Ransomware can spread in multiple ways, but most typically, through phishing emails or by unknowingly visiting an infected website. Ransomware can be catastrophic to your organization, preventing critical information and systems from being accessed.
ConvergeOne never advocates paying the ransom to cybercriminals. You are paying a criminal organization to extend their attack infrastructure further, rather than putting them out of business. Instead, you should build a cyber-aware culture within your organization and proactively follow a number of steps to keep your information and people protected from cyberattacks.
Do you know precisely what to do if you get hacked?
- Contract or create an incident response team, develop an incident response plan and routinely test that plan to lock in improvements. Get help. Testing incident response is not easy.
- Disconnect or turn off Wi-Fi and Bluetooth. Unplug storage devices.
- Determine scope – shared drives/folders, network storage, USB, external storage, cloud-based storage, etc. Do you know what your “crown jewels” assets are and moreover, where they are?

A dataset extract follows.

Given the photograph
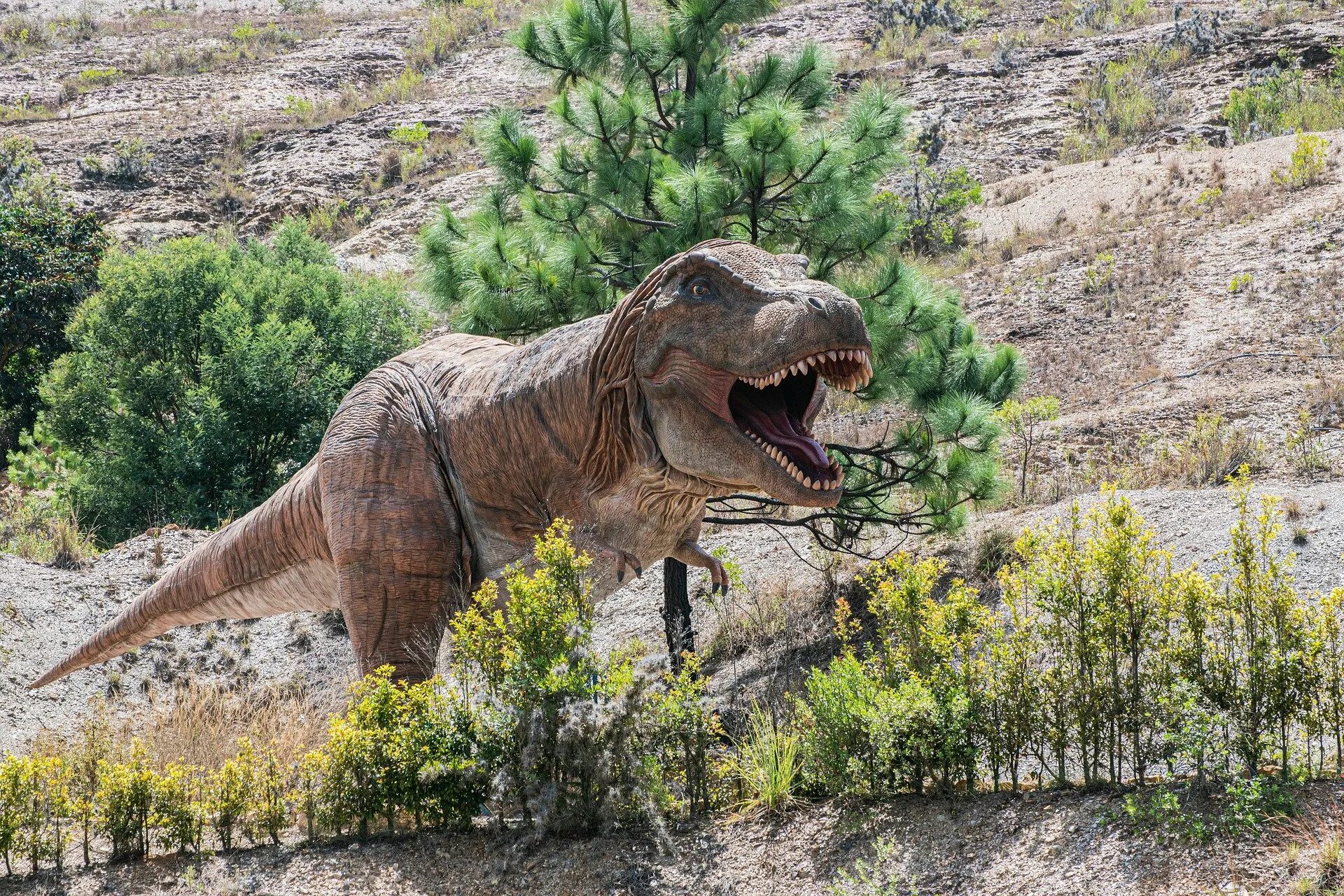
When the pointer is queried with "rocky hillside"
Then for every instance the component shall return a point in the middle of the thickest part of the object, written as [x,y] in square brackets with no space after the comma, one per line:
[1170,280]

- Check tools in use like Box, Dropbox and Google Drive. You may be able to revert to unencrypted versions of your files that reside there. Know your Recovery Point Objective (RPO). What is the oldest saved information you can revert to that still has current value to you?

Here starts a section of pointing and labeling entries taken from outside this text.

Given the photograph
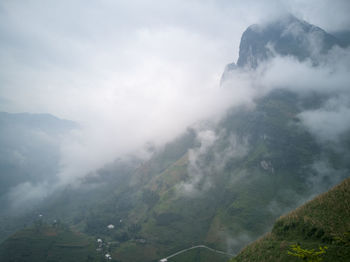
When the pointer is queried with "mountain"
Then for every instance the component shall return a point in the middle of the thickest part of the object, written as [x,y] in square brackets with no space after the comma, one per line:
[287,36]
[29,155]
[323,221]
[49,243]
[220,184]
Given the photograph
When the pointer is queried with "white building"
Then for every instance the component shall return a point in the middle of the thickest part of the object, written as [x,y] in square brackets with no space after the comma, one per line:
[110,226]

- Know your backups, what is and isn’t backed up and the order that restores must take place.
- Know your firm’s Recovery Time Objective (RTO). How long do you have to get your files back before you start losing revenue every hour you have no access?
- We do not advise paying the ransom, but if you do, remember you need to reconnect encrypted drives to unencrypt them if you’ve disconnected them.

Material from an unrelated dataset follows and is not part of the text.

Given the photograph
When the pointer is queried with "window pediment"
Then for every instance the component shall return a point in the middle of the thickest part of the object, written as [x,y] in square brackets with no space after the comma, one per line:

- Usually the attacker will give you access to a registry that has been created by the ransomware listing all files encrypted. Try to use Google to understand the version of ransomware you have been hit with. It’s important.
- Determine if your data or login credentials have been copied, and if so, how much and what. This can often be learned from the ransomware program's announcement itself, as it brags as to what data has been copied or the information regarding your stolen data that the hacker posts on websites or blogs.
- Check your logs and any data loss prevention (DLP) tools to see if they noted any stolen data. Look for large, unauthorized archive files (e.g., zip, arc, etc.) that contain your data that the hacker used for staging before they copied it. Look into any systems that might record large amounts of data being copied off the network. Look for malware, tools and scripts that might have been used to look for and steal data. The main initial sign to look for to see if your data and credentials have been stolen is the cybercriminals telling you they have done it.
- Lastly, if the cybercriminals tell you they have your data or credentials, believe them. They don't bluff that often. Do not panic.